Saturday December 6, 2008
But as for me, it is good to be near God, Ps. 73:28.
We spent some time today watching Ben Stein’s film Expelled. It details systemic discrimination in the American academic community against the idea of Intelligent Design. One of Ben’s interviews is with Richard Dawkins, the British author of The God Delusion. He, in common with most in the American academic establishment, believes that religion is fantasy or superstition that is helpful to people like me who find comfort in a belief in God. He holds that the “overwhelming proof” of evolution proves the Old Testament God is a myth as any intelligent person must come to acknowledge.

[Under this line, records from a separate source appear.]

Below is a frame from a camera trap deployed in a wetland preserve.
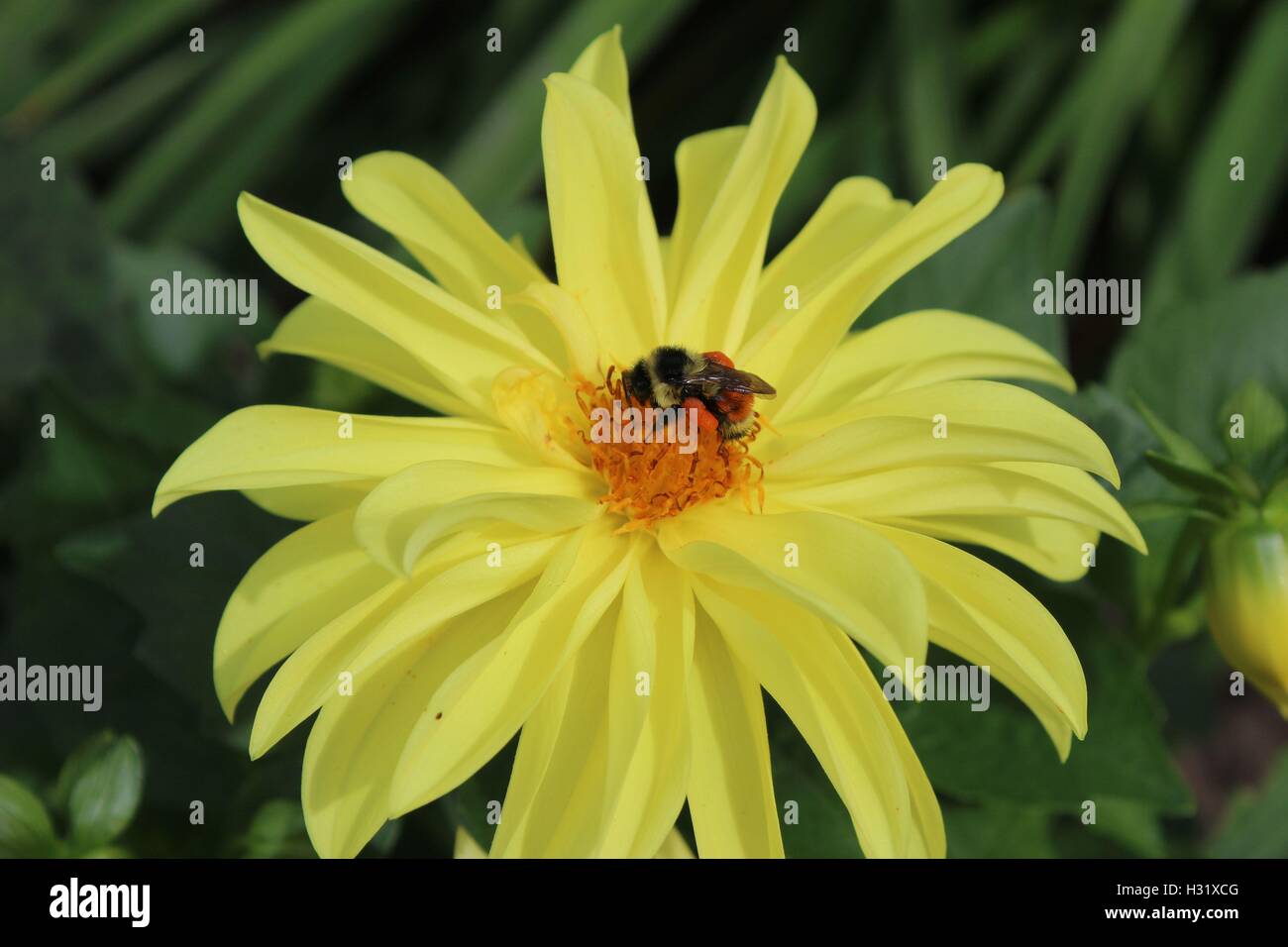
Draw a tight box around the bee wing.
[684,361,778,399]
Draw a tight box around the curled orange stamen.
[577,368,765,532]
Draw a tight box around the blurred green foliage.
[0,0,1288,857]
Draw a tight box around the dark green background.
[0,0,1288,856]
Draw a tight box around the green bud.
[1207,510,1288,717]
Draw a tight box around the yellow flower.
[1207,505,1288,717]
[155,31,1141,857]
[452,827,693,858]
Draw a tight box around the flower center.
[577,368,765,532]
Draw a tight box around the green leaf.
[107,0,408,236]
[1145,451,1239,498]
[5,0,214,128]
[55,732,143,852]
[857,189,1064,361]
[1219,378,1288,481]
[0,147,107,391]
[765,701,863,858]
[1087,798,1167,858]
[893,0,966,196]
[1051,0,1193,269]
[239,798,314,858]
[0,776,58,858]
[1208,753,1288,858]
[1132,395,1212,473]
[1145,3,1288,303]
[896,618,1193,815]
[1108,265,1288,456]
[944,802,1056,858]
[56,494,296,719]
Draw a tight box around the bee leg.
[682,398,720,430]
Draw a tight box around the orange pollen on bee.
[577,368,765,532]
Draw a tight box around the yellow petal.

Dawkins denial of God is a belief system, equal to belief in God. After all, the absence of proof of God is not proof of his absence. But the belief or non-belief in God has far reaching effects on our understanding of the world, the sacredness of human life and eventually on the meaning of life itself. Yet we all have a sense of destiny, more than crass animal life and death. Most chilling is the idea that once God is dispensed with, man is his own master and he can control who lives and dies. Whether it’s abortion or euthanasia or the extermination camps of Hitler’s regime, it all starts the same way—survival of the fittest.

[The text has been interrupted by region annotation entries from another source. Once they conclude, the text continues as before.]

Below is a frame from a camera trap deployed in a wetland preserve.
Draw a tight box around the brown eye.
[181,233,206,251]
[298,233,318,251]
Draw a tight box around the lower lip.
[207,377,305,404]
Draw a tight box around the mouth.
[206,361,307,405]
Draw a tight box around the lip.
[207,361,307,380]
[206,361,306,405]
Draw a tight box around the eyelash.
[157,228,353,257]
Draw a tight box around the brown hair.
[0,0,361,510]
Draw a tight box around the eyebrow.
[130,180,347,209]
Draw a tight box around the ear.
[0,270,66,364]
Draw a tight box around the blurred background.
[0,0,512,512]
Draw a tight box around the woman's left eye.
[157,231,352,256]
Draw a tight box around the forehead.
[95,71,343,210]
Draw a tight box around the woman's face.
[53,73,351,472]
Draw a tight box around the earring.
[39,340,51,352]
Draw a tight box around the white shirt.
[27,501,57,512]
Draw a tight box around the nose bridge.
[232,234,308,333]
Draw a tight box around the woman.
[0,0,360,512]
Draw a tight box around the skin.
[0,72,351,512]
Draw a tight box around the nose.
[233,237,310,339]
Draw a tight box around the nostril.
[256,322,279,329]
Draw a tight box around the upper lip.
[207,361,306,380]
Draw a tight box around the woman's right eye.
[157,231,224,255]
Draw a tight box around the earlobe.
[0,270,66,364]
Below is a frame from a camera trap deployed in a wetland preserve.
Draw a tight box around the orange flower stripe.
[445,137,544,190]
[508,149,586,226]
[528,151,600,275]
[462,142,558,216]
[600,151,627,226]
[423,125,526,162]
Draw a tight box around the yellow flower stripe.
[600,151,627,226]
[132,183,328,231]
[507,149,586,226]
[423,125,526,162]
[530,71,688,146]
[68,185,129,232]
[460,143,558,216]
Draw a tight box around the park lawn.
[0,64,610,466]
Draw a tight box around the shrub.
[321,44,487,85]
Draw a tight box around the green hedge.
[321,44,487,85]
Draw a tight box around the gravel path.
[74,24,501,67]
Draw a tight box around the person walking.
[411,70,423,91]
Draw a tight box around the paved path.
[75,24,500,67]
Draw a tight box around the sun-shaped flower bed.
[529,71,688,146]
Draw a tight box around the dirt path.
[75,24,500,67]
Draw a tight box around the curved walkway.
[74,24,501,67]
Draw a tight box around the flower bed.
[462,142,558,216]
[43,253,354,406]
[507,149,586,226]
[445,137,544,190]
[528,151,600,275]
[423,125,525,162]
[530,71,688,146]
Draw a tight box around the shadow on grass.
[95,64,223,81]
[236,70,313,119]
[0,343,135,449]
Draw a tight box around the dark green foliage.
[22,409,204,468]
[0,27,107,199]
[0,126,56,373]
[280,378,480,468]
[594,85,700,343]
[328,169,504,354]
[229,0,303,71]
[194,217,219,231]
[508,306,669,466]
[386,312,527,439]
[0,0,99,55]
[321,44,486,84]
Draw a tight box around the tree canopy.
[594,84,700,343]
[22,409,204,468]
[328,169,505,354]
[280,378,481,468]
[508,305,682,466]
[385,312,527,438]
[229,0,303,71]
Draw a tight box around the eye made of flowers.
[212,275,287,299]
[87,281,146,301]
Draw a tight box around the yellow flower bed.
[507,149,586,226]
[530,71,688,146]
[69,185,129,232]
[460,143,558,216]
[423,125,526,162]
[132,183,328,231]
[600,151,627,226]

If I look inside myself, I sometimes feel that I don’t deserve to live. It is only the knowledge that there is a God of forgiveness beyond me that makes life not only worthwhile, but a joy to live. The awareness that God cares whether I live or die makes me determined to fight sickness with whatever tools are available, for life is worth living and has meaning beyond itself because God exists. That’s why I find “it is good to be near God” in health or sickness every day.